“Own a little. Love it a lot.”, that is the way to go according to Anthony and Amy MacDonald, cofounders of Stable.ca in Guelph, Ontario. They candidly admit they are not the first “fractional stable” around, but they are certainly one of the most successful. Since 2015 they have attracted some 800 lovers of harness racing who bought into the idea of co-owning a horse through micro-shares.
A 1% share of any horse of the MacDonald’s stable can be worth anything between little over 100 Canadian dollars to nearly 900, depening on the horse. Does ownership offer more thrill than the best online horse betting websites , when it comes to racing? As Anthony says, “You might make money, but if that’s your primary motivation, we’re not for you“. It is all about loving horses, specifically harness racing horses, and wanting to be part of the whole story, “feel the journey deep in your bones, fast in your heart, and boldly in your imagination“. With more than 130 horses, Thestable.ca is the largess harness racing stable in Canada. Anthony has driven more than 24,000 racehorses in 20 years. A fractioned ownership account with them offers the possibility to be involved in the life and career of the chosen horse in many ways.

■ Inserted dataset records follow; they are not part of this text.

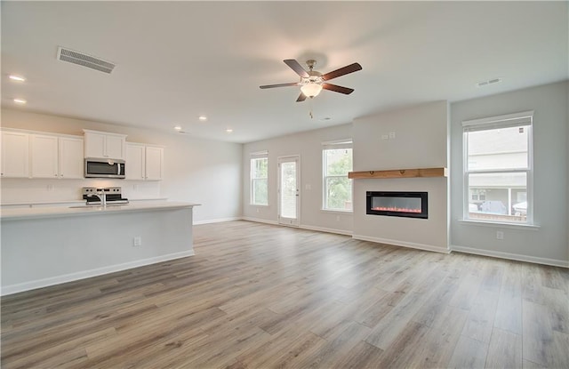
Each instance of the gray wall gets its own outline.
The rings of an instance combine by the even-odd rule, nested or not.
[[[451,105],[451,244],[454,250],[569,266],[567,141],[569,82]],[[464,120],[526,110],[533,116],[533,205],[538,229],[476,225],[462,218]],[[496,231],[504,239],[496,239]]]
[[[354,171],[447,167],[447,110],[435,101],[356,119]],[[354,180],[354,237],[448,252],[446,177]],[[429,219],[366,215],[366,191],[426,191]]]

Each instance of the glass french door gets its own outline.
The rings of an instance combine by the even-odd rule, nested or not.
[[[301,158],[278,158],[278,223],[299,226]]]

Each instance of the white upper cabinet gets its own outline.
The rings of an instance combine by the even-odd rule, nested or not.
[[[164,148],[146,147],[146,180],[161,180],[164,168]]]
[[[126,180],[144,180],[144,145],[126,143]]]
[[[126,143],[126,179],[161,180],[164,167],[164,148]]]
[[[57,136],[30,134],[31,177],[58,178],[59,152]]]
[[[83,178],[83,139],[30,134],[32,178]]]
[[[81,137],[60,137],[60,178],[84,178],[84,162],[83,160],[83,139]]]
[[[125,159],[126,135],[105,132],[84,132],[84,157]]]
[[[19,132],[2,132],[3,178],[29,177],[29,135]]]

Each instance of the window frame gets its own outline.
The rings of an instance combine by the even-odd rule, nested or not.
[[[527,167],[509,169],[469,169],[469,139],[470,132],[488,131],[499,128],[527,127]],[[491,173],[525,173],[527,212],[525,221],[480,220],[469,217],[469,175]],[[462,122],[462,221],[499,225],[533,226],[533,110],[502,116],[490,116]]]
[[[354,213],[354,180],[349,178],[349,180],[351,183],[350,189],[350,200],[352,203],[352,208],[350,210],[348,209],[336,209],[336,208],[328,208],[326,194],[327,191],[327,179],[328,178],[348,178],[348,172],[345,175],[327,175],[327,162],[326,162],[326,150],[333,150],[333,149],[342,149],[342,148],[349,148],[352,150],[352,170],[354,168],[354,145],[352,142],[352,139],[344,139],[344,140],[337,140],[333,141],[326,141],[322,142],[322,211],[323,212],[337,212],[337,213]]]
[[[256,160],[267,161],[267,177],[255,177],[253,178],[253,165]],[[256,172],[255,172],[256,173]],[[254,189],[255,182],[259,180],[265,180],[267,183],[267,204],[255,203]],[[268,151],[258,151],[251,153],[249,157],[249,205],[252,206],[268,206]]]

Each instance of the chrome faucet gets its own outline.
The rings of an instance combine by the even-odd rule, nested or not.
[[[100,200],[101,205],[107,206],[107,194],[105,193],[104,190],[98,191],[96,194],[89,194],[87,195],[87,197],[92,197],[93,196],[96,196],[97,197],[99,197],[99,199]]]

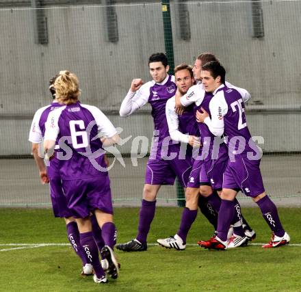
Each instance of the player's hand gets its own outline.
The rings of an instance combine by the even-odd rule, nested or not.
[[[49,178],[47,175],[47,172],[46,170],[40,172],[40,179],[41,181],[42,185],[44,185],[45,183],[49,183]]]
[[[180,101],[180,98],[182,97],[182,94],[180,92],[180,90],[179,89],[176,90],[176,95],[174,96],[175,101],[176,101],[176,106],[174,107],[176,113],[181,116],[185,110],[185,107],[182,105]]]
[[[131,84],[131,91],[135,92],[143,85],[143,81],[141,78],[136,78],[133,79]]]
[[[200,137],[189,135],[188,144],[194,148],[200,148],[202,146]]]
[[[205,119],[207,117],[209,117],[209,114],[202,108],[201,107],[200,109],[202,112],[200,112],[200,111],[196,111],[196,122],[204,122]]]
[[[108,168],[109,166],[109,161],[107,159],[107,155],[105,154],[105,156],[104,156],[103,158],[105,159],[105,163],[107,165],[107,168]]]

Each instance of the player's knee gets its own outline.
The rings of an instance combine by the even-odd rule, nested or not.
[[[154,187],[152,187],[150,185],[144,185],[143,189],[143,198],[148,200],[152,201],[156,198],[157,191]]]
[[[209,185],[201,185],[200,187],[200,194],[203,197],[208,197],[212,194],[212,189]]]
[[[192,188],[192,187],[187,187],[186,189],[186,191],[185,192],[185,196],[186,198],[186,200],[198,200],[198,189]]]

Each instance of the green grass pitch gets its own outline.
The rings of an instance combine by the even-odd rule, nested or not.
[[[181,211],[158,207],[148,243],[174,235]],[[118,242],[135,237],[138,212],[115,209]],[[270,238],[259,209],[243,208],[243,213],[257,234],[252,245],[228,251],[201,249],[196,241],[208,239],[213,230],[199,213],[185,251],[153,244],[147,252],[117,251],[120,276],[101,285],[79,275],[81,263],[67,244],[64,223],[50,209],[1,209],[0,291],[300,291],[301,209],[279,209],[291,244],[272,250],[259,245]],[[53,245],[33,247],[42,243]]]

A much more business-like approach is promoted by MyRaceHorse, the California venture that made the headlines in the summer of 2019 when it launched its specialized app that lets you buy thoroughbred shares from your mobile. The app is now available in 43 states, including New York and Kentucky. Microshares can be as micro as 0.01 percent, as was the case with the most valuable horse on offer, that sold out in six days only to 500 investors. The thoroughbred had been purchased as a baby for a tall $750,000, so the company decided to go for increments of 0.01 instead of the usual 0.1 percent.

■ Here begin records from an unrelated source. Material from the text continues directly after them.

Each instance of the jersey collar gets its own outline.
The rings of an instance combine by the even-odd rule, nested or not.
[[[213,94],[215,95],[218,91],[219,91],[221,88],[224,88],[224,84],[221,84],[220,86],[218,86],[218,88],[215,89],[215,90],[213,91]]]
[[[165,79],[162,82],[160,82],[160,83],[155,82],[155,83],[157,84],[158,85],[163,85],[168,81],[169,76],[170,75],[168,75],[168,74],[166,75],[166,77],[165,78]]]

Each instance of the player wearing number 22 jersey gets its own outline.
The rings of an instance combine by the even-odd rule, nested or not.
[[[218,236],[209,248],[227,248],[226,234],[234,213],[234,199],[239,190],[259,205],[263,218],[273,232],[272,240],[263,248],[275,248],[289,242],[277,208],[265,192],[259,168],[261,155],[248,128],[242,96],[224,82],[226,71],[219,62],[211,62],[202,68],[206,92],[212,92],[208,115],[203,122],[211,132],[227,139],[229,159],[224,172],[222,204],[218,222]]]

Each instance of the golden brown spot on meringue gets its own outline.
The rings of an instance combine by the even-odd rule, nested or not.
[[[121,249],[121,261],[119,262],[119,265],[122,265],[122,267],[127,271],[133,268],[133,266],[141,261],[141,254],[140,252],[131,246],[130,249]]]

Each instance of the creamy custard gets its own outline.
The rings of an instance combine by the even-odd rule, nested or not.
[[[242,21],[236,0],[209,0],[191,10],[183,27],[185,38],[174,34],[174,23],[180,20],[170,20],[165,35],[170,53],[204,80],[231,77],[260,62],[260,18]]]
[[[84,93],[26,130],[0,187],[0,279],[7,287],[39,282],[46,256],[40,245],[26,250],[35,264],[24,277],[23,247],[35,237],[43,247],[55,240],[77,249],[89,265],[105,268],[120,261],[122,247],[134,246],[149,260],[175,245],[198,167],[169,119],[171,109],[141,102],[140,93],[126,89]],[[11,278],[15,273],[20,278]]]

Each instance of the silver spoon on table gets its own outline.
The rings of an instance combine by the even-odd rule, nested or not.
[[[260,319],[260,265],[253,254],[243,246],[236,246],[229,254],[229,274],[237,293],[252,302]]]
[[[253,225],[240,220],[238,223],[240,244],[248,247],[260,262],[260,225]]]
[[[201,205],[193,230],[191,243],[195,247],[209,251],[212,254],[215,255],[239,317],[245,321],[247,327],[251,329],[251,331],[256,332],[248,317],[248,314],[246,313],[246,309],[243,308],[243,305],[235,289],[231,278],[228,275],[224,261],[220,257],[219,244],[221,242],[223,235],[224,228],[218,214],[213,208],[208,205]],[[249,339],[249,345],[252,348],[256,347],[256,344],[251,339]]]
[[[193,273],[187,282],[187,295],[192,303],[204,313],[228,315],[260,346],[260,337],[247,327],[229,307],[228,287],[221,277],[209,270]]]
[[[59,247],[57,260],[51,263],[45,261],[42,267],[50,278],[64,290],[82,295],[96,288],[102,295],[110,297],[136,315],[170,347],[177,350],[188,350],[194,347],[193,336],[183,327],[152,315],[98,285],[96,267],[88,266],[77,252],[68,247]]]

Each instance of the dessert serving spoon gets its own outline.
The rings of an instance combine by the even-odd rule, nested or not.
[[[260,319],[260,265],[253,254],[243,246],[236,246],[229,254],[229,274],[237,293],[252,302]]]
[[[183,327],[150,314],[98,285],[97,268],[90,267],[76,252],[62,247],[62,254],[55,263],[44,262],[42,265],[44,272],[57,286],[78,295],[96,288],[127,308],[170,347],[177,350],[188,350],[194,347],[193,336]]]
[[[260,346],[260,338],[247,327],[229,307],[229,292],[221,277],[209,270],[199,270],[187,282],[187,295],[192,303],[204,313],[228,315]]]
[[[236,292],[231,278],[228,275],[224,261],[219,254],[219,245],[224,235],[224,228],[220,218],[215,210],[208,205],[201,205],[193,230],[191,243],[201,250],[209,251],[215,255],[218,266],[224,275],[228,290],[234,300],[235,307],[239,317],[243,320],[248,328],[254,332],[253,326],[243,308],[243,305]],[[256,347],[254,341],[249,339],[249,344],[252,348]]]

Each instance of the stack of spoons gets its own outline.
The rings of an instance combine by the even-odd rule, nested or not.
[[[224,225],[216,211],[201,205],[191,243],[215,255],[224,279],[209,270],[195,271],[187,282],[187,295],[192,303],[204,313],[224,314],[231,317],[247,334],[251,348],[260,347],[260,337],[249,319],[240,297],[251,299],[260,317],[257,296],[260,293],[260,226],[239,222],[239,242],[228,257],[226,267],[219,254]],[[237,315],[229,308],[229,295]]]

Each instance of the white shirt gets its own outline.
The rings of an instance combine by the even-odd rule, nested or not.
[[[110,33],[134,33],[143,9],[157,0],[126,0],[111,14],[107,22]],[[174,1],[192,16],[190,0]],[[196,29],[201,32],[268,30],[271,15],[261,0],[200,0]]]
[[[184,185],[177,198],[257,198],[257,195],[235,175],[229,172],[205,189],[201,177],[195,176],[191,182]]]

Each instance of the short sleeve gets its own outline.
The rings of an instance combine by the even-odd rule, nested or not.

Spending 95 dollars to co-own a racehorse worth three quarters of a million sounds really impressive, but are there real advantages? Founder and CEO Mike Behrens, a former top-level exec at Casper, is convinced there are: “Our goal was to let anybody who ever wanted to compete at the highest level to have a chance”. Microshares are real equity, they give their owners the right to share in race winnings, awards or other proceeds. MyRaceHorse deducts maintenance and training costs from its own percentage of the purse, the remainder is shared among microequity owners on the basis of their ownership stake. They also have a right to profit from the eventual sale of a horse, that is even more valuable when it is used for breeding.
Sounds too good to be true? The company is honest: “There’s no guarantee that the horse will turn out to be profitable and in many cases horses are not profitable“, they warn potential investors. “Horses are living, breathing, fragile animals and no guarantees can ever be made about the outcome of an investment in a racehorse. Most investments lose money, some break even, a few are profitable, and a select few are extremely profitable. We are here to provide a marketplace to make investing safe, secure and fun, but we are not removing the risk from racehorse ownership”.